Namens de Staatssecretaris is de bestreden beslissing als volgt toegelicht.
Klagers verzoek is afgewezen, omdat hij enkele maanden voor zijn verzoek een positieve urinecontrole op harddrugs heeft gehad. Tevens is er in maart 2009 medicatie op klagers cel gevonden die hij niet in bezit mocht hebben. De combinatie van beide
incidenten is een contra-indicatie voor het verlenen van verloffaciliteiten.

Op klagers verlofaanvraag zijn de volgende adviezen uitgebracht.
De directeur van het huis van bewaring (h.v.b.) te Almelo heeft negatief geadviseerd ten aanzien van de verlofaanvraag gelet op zijn terugplaatsing vanuit de zeer beperkt beveiligde inrichting op grond van harddruggebruik in combinatie met het gegeven
dat klager op 26 maart 2009 een disciplinaire straf is opgelegd wegens het opsparen van medicatie.

3. De beoordeling
Klager ondergaat een gevangenisstraf van vijf jaar met aftrek, wegens overtreding van de Opiumwet. De wettelijk vroegst mogelijke v.i.-datum valt op of omstreeks 15 februari 2010.

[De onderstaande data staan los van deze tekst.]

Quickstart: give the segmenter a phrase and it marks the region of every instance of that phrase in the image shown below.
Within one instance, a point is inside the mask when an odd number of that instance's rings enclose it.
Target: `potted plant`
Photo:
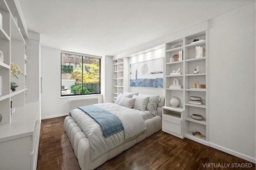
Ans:
[[[20,68],[17,64],[16,64],[13,63],[11,63],[11,80],[12,77],[15,77],[17,78],[18,78],[18,74],[24,75],[21,71]],[[11,90],[14,92],[16,90],[15,88],[18,86],[16,84],[16,83],[11,82]]]

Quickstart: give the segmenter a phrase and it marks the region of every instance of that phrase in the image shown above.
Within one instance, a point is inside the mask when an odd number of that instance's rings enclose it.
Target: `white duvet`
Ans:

Klager verbleef in de zeer beperkt beveiligde inrichting (z.b.b.i.) Niendure te Almelo. Vanwege een positieve uitslag na een urinecontrole is hij op 20 februari 2009 overgeplaatst naar het h.v.b. te Almelo. Bij uitspraak van 9 juli 2009 van de
beklagcommissie bij de z.b.b.i. Niendure is klagers beklag betreffende de disciplinaire straf van vijf dagen opsluiting in een strafcel wegens een positieve urinecontrole gegrond verklaard. Bij uitspraak van 28 september 2009, met nummer 09/1939/GA,
van
de beroepscommissie als bedoeld in artikel 69, tweede lid, van de Pbw, is het beroep van de directeur, gericht tegen deze uitspraak, ongegrond verklaard en is de uitspraak van de beklagcommissie met aanvulling van gronden bevestigd.
Hiermee vervalt één van de gronden die aan de bestreden beslissing ten grondslag zijn gelegd en daarmee ook de grondslag van de bestreden beslissing, nu daarin is aangegeven dat de combinatie van de positieve urinecontrole én het aantreffen van
medicatie op klagers cel aanleiding vormden klagers verzoek om algemeen verlof af te wijzen.
Het beroep zal mitsdien gegrond worden verklaard.
Nu gebleken is dat klager sinds 7 oktober 2009 verblijft in de zeer beperkt beveiligde inrichting Doetinchem, en het alsnog verlenen van algemeen verlof niet meer aan de orde is, zal klager de na te noemen tegemoetkoming worden toegekend.

4. De uitspraak
De beroepscommissie verklaart het beroep gegrond.

Zij kent klager een tegemoetkoming toe van € 50,=.

Aldus gegeven door de beroepscommissie voornoemd, bestaande uit mr. U. van de Pol, voorzitter, mr. M. Boone en mr. J.M.M. van Woensel, leden, in tegenwoordigheid van mr. I. Lispet, secretaris, op 14 oktober 2009.